Groundnut belongs to the Leguminosae family, the Papilionoideae subfamily

and the Aeschynomeneae tribe. Taxonomically, it groups together with
Aeschynomene, Stylosanthes, and Discolobium. There are 22 species in the
genus Arachis, 9 of which are reported to be nodulated. Groundnut has a high
ability to fix symbiotic nitrogen. Compared to other tropical legumes, the
amount of nitrogen stored by groundnut is high.

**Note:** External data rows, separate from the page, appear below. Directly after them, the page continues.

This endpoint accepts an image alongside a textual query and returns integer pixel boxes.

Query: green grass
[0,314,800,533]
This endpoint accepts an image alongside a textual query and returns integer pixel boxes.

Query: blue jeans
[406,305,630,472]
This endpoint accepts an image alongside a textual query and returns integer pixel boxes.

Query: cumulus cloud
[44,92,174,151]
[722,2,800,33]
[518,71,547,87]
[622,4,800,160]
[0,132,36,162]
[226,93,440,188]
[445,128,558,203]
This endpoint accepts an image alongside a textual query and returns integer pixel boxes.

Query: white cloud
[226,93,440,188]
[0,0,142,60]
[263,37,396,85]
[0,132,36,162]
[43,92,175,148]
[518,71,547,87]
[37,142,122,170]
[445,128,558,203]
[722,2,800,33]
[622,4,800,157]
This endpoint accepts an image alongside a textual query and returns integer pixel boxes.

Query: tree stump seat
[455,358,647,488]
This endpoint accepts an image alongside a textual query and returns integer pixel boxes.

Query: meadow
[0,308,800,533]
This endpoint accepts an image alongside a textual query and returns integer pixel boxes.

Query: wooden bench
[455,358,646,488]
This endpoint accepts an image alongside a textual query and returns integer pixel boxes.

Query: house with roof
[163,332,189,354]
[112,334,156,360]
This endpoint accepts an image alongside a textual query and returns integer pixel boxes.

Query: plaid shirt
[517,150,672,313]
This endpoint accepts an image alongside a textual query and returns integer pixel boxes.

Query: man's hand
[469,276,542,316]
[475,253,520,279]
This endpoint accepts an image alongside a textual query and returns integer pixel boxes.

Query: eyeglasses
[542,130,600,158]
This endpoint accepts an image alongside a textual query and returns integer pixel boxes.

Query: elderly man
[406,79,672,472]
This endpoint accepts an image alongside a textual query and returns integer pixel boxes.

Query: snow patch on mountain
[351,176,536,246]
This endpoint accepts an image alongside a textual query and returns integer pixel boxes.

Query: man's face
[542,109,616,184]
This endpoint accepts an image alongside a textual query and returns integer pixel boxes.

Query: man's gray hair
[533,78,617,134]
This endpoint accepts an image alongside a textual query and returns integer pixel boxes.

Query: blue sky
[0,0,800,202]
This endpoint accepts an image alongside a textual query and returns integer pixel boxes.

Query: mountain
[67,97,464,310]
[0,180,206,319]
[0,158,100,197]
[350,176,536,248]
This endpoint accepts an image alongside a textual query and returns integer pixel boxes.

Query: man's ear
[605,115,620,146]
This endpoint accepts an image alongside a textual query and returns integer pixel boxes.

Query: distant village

There are generally two primary kinds of nodules: determinate and

indeterminate. Determinate nodules are spherical and develop from a non-
persistent meristem whereas indeterminate nodules are elongated and
develop from a persistent meristem.

Essentially, two modes of infection were defined: one by root hair

entry/infection thread spreading, and the other by crack entry/intercellular
spreading. The root hair entry mode of infection is best studied and occurs in
most of the legumes (Medicago, Trifolium, Lotus), while crack entry mode of
infection is comparatively less studied and occurs in few legumes
(Arachis, Sesbania, Aeschynomene).

Crack entry infection requires penetration of Bradyrhizobium through

epidermis of root at the axil of lateral and adventitious roots. After that
nodule organogenesis takes place and a functional nodule form.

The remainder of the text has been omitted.